Turn the clock back and you have series after series hyped thus. Very often it's been about India's masterful wrists taking on Pakistan's exotic brand of pace and legspin. It's often simply trotted out as an overused cliché but the fact remains, and today was an example, that the battle is still being furiously fought.
It was a day when red-hot pace (Shoaib Akhtar) met rock-solid defence (Rahul Dravid); when outlandish wrong-footed medium-pace (Sohail Tanvir) ran into willowy wrist-work (VVS Laxman); and when the artful legspin of Danish Kaneria jousted with Mahendra Singh Dhoni's unconventional shot-manufacturing. It was also a day for two run-outs, umpteen raucous appeals, several verbal confrontations and an atmosphere that matched the quality of cricket on show. Heck, even the sun stayed out for most of the day.
Tanvir has to be one of the most freakish cricketers around - not only with respect to his action but also his rapid rise. Six months back he was a nobody, in June he was one of the many young prospects attending Wasim Akram's bowling camp, by September he was part of a side that reached the ICC World Twenty20 final, in October he broke into the one-day side (yet there were many still calling him "limited").
Today he snared two of the biggest wickets at hand.
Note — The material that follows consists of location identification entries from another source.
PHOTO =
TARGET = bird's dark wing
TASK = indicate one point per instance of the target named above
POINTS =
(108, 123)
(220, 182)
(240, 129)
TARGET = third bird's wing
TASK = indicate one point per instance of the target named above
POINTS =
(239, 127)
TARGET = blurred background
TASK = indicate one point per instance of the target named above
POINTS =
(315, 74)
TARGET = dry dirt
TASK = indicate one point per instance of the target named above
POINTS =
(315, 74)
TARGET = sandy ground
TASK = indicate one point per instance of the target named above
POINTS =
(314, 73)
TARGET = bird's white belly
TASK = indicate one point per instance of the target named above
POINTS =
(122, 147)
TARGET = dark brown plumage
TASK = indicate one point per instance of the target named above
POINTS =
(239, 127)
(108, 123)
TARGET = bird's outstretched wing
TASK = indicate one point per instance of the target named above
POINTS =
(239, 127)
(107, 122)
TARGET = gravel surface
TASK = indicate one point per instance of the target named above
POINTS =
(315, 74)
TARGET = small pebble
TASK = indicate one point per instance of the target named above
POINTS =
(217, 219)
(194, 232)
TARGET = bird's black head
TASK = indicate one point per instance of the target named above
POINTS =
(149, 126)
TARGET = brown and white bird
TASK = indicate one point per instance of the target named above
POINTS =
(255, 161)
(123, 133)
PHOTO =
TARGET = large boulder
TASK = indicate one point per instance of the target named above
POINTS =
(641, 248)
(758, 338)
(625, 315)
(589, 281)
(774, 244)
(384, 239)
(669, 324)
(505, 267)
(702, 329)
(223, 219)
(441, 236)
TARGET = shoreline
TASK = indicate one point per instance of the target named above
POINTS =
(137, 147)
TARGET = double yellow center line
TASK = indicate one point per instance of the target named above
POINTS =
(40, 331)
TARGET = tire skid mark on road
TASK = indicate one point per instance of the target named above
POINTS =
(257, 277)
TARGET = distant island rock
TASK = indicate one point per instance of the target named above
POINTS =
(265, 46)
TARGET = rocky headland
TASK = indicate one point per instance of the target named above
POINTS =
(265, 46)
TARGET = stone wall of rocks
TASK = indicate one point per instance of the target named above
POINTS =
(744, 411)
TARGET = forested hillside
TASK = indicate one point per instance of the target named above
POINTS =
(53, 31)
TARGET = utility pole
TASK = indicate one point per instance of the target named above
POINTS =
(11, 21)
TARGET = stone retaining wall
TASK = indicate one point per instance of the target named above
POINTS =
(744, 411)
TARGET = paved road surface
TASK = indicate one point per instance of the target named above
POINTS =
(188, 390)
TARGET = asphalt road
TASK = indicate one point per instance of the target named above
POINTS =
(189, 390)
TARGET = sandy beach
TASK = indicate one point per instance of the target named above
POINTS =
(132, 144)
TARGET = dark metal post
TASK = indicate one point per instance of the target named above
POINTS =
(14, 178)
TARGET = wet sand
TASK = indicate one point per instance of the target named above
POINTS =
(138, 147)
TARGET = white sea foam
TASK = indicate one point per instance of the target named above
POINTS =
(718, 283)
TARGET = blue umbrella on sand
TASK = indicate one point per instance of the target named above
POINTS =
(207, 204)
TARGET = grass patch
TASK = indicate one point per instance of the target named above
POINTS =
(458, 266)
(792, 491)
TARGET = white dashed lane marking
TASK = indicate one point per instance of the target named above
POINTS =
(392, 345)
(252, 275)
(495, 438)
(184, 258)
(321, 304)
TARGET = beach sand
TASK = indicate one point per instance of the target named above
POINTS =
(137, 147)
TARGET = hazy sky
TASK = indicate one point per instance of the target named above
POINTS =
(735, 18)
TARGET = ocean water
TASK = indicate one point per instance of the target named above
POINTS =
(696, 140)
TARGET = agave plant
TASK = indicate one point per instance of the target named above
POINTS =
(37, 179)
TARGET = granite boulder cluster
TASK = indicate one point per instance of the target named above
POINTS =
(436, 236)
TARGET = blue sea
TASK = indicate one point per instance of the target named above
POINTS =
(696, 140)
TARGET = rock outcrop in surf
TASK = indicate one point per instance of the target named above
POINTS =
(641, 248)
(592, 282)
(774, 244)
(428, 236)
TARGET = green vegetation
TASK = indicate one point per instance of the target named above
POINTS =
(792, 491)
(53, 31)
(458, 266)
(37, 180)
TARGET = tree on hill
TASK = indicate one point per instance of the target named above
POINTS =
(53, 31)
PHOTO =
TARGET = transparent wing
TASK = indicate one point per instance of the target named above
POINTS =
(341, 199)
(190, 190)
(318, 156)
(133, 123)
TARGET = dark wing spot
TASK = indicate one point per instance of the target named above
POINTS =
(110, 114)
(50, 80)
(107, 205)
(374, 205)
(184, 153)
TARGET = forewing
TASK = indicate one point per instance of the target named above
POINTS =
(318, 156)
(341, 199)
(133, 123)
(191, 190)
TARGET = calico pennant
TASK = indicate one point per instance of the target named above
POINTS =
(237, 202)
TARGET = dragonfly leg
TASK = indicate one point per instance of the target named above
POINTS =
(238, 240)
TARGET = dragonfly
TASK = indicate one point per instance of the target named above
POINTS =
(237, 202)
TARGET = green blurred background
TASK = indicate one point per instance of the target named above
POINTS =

One came into the left-hander, sneaking through the gate that Sourav Ganguly opened; the other did the same to the right-hander, castling the technically superior Rahul Dravid. Stranger still, he reacted in stoic manner, without the hint of a smile. Here is someone whose arms, head and legs defy the laws of mechanics ball after ball. Yet he often appeared the most morose man on the field. At the media session early on in the tour he thought it best to introduce himself before answering questions - "Ladies and gentlemen, I am Sohail Tanvir, [the] left-arm fast bowler ..." - but few will need any introductions now.
Here is someone whose arms, head and legs defy the laws of mechanics ball after ball. Yet he often appeared the most morose man on the field
Up against him was Laxman, a far more languid character whose smile can light up an entire room. Unlike Tanvir, there is no real effort in Laxman's game, no jerky movements, no awkwardness. He walked in amid a mini-crisis but was soon executing flicks from his magical repertoire. In typically humble fashion he later dismissed all those gorgeous strokes, saying he "just played according to the merit of the ball".
The tough bit would have been handling Tanvir, occasionally swinging the ball both ways, but Laxman picked it off as delicately as if he were peeling an egg. "Tanvir is a very different kind of bowler so it is very important to get used to his style of bowling," said Laxman, "and getting used to his style was challenging. Yet I thought Shoaib was the best bowler for them."
For sheer adrenalin-fuelled pace Shoaib has few equals. His run-up appeared shorter than usual but the strange bit was the manner in which he marked it - setting a mark on the ground and starting ten feet behind. He was used in short bursts and clocked around 145kph whenever given the ball. He was greeted by "Indy, Pindi, Rawalpindi" when fielding near the boundary-line but laughed it all away with one of those "What do you know about the donkey work" laughs.
Dhoni was the most innovative one on view. He danced down the track to Tanvir, in an attempt to negate the swing, and brought out a few agricultural pulls down the ground against Danish Kaneria. He ran hard, fidgeted and didn't hesitate giving the bowlers some lip. His free-flowing style eased the pressure on Laxman, one who has tended to be bogged down when batting with the tail. In contrasting styles they ensured that India's batsmen ended the day with a slight edge over the Pakistan bowlers. Both sets can take a bow: it was the absorbing contest that - finally - ignited the series.